Rather than beseeching the vice president’s buy-in, the CEO accepted her right to disagree with the rationale of his decision but insisted that in her position she is responsible for implementing strategy as he decides. Establishing the vice president’s ownership while respecting her right to dissent worked. The vice president did not buy in at all, but that did not stop her from putting in a real effort to effect reform. Her sense of duty and professionalism were stronger than her aversion to the proposed change.
Buy-In Without Ownership
Buy-in is always nice to have, and buy-in and ownership are ideal in combination. However, it is only ownership that is needed for forward movement, not buy-in. In fact, buy-in without ownership achieves no progress toward change at all.
For example, the R&D organization in a client company of mine had a documented strategy for new product development and innovation. Everyone understood and agreed with the strategy. There was universal buy-in. However, year after year, there were no new innovative products, and only a handful of development projects, most of which were hopelessly stalled.

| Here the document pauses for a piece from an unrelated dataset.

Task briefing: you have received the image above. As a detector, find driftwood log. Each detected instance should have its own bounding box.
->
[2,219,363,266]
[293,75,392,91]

Sales and manufacturing teams use the R&D team for urgent support, and when a customer has a special request. Whenever there’s a quality control emergency at the factory, the R&D team is sent in like a crack commando team. The R&D team is on constant call, and the calls are frequent and always urgent. The R&D team has no ownership over its stated mission. Despite buy-in, the team remains passive toward the mission. Buy-in alone is not enough.
Buy-In Versus Ownership
Those who have high ownership and high buy-in of any change, initiative, or strategy will be committed, and that is the ideal. However, those who have high ownership but low buy-in will be dutiful, if also empowered and held accountable, like the vice president of sales who did not buy into the change, but acted on it anyway. While many leaders fear widespread resistance, passive or otherwise, without buy-in, in most cases professionals understand the need to do their jobs even when they don’t agree. They may not have the same fervor as those who buy in, but most will still be engaged nonetheless and act and make progress.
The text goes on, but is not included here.